Pada Jumat (23/12), Jumhur juga menemui Habibie untuk menyampaikan harapan dapat membebaskan Tuti dari ancaman pancung dengan kemampuan maksimal, sebagaimana keinginan keluarga Tuti melalui ayahnya, H Ali Warjuki alias H Dudu saat bertandang ke BNP2TKI di Jakarta pada 5 Oktober 2011 bersama sejumlah aktivis buruh migran dari Serikat Buruh Migran Indonesia (SBMI).

Tuti Tursilawati diberangkatkan ke Arab Saudi oleh PT Arunda Bayu pada 5 September 2009 dengan nomor paspor AN 169210 dan dipekerjakan di keluarga pengguna (majikan) Suud Malhaq Al Utaibi, Kota Thaif, Arab Saudi, sebagai TKI penata laksana rumah tangga menggunakan jasa agensi di Arab Saudi yaitu "Adil for Recruitment".

Pada 11 Mei 2010, Tuti Tursilawati diketahui melakukan pembunuhan terhadap Suud Malhaq Al Utaibi dengn cara memukulkan sebatang kayu kepada Suud di rumahnya, yang diakibatkan adanya tindak pelecehan seksual kepada Tuti oleh majikannya.

Atas peristiwa pembunuhan itu, Tuti kemudian kabur serta membawa uang senilai 31.500 Riyal Saudi berikut satu buah jam tangan dari rumah keluara majikannya dan selanjutnya ditangkap aparat kepolisian di tempat lain.

Dalam pemeriksaan oleh aparat berwenang di hadapan penyidik badan investigasi kepolisan setempat pada 18 Mei 2010 yang didampingi pihak Konsulat Jenderal RI Jeddah, Tuti mengakui seluruh perbuatannya.

"Tuti juga ditahan di penjara Kota Thaif sampai saat ini," kata Jumhur.

Proses peradilan kasus Tuti Tursilawati telah berjalan sejak tingkat pertama atau Mahkamah Umum, Mahkamah Tamyiz (Pengadilan Banding), hingga tahap akhir di Mahkamah Ulya (Pengadilan Tinggi), selain melibatkan peran Lembaga Ishlah wal-`afwu (lembaga perdamaian dan pemaafan) sebagaimana lazimnya berlaku di Arab Saudi untuk mengupayakan perdamaian berupa tanazul (pemaafan) dengan keluarga korban.

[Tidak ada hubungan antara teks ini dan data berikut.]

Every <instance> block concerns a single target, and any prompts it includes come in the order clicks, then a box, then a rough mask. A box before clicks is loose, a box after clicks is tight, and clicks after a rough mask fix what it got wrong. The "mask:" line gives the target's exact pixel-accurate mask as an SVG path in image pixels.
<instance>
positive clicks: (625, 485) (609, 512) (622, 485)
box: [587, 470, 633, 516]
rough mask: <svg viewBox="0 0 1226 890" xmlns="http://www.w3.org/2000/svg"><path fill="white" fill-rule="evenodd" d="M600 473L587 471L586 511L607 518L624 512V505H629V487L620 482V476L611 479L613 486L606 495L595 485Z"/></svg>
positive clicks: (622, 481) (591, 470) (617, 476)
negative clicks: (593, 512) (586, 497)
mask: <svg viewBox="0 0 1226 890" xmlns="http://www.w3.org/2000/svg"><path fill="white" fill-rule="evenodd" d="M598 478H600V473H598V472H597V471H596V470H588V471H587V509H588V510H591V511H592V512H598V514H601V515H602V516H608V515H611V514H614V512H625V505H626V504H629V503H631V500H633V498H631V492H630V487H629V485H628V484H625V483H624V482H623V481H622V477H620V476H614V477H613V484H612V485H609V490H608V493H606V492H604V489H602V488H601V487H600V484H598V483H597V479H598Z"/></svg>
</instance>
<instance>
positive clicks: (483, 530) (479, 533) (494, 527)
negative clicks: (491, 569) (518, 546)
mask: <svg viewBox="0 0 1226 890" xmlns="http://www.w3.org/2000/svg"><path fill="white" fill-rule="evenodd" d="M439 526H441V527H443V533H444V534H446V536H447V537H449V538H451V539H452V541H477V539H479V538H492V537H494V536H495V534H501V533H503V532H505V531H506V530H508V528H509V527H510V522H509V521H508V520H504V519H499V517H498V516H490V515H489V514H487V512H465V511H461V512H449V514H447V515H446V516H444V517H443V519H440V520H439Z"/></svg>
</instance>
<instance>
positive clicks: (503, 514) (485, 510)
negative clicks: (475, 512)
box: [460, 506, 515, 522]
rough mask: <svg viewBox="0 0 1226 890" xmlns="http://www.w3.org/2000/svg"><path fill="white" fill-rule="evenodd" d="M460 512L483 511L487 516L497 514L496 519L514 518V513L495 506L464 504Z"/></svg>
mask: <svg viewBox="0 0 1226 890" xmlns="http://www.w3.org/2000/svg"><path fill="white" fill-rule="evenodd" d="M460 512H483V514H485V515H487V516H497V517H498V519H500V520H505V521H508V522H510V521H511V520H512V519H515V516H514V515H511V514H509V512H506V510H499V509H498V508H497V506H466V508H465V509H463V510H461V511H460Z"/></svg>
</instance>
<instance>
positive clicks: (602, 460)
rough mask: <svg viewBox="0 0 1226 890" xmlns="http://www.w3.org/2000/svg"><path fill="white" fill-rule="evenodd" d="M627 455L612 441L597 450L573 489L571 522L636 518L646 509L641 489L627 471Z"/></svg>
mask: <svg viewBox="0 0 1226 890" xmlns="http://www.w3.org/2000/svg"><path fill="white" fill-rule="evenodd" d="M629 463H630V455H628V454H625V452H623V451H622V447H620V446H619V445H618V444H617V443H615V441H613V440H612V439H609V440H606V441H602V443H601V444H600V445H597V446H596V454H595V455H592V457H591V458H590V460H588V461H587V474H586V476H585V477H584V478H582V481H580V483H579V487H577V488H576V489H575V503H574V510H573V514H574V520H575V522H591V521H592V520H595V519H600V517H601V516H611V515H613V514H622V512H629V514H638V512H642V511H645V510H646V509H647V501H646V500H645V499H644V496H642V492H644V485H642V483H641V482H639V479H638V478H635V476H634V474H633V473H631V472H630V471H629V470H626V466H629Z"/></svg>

"Namun demikian, sejauh ini keluarga korban belum dapat memaafkan pelaku serta menolak digantikan dengan pembayaran denda dalam bentuk diyat," ujar Jumhur.

Jumhur mengatakan pula melalui pengacaranya, keluarga korban telah mengajukan permohonan kepada otoritas pengadilan di Arab Saudi agar dilaksanakan hukuman mati (qishash) terhadap Tuti Tursilawati setelah musim haji tahun 2011.

"Tetapi masih ada waktu yang akan terus kita upayakan dalam bentuk pemaafan keluarga korban," katanya.

Di tempat asalnya, Tuti memiliki seorang anak laki-laki bernama Aldo berusia enam tahun lebih dan telah berpisah dengan suaminya.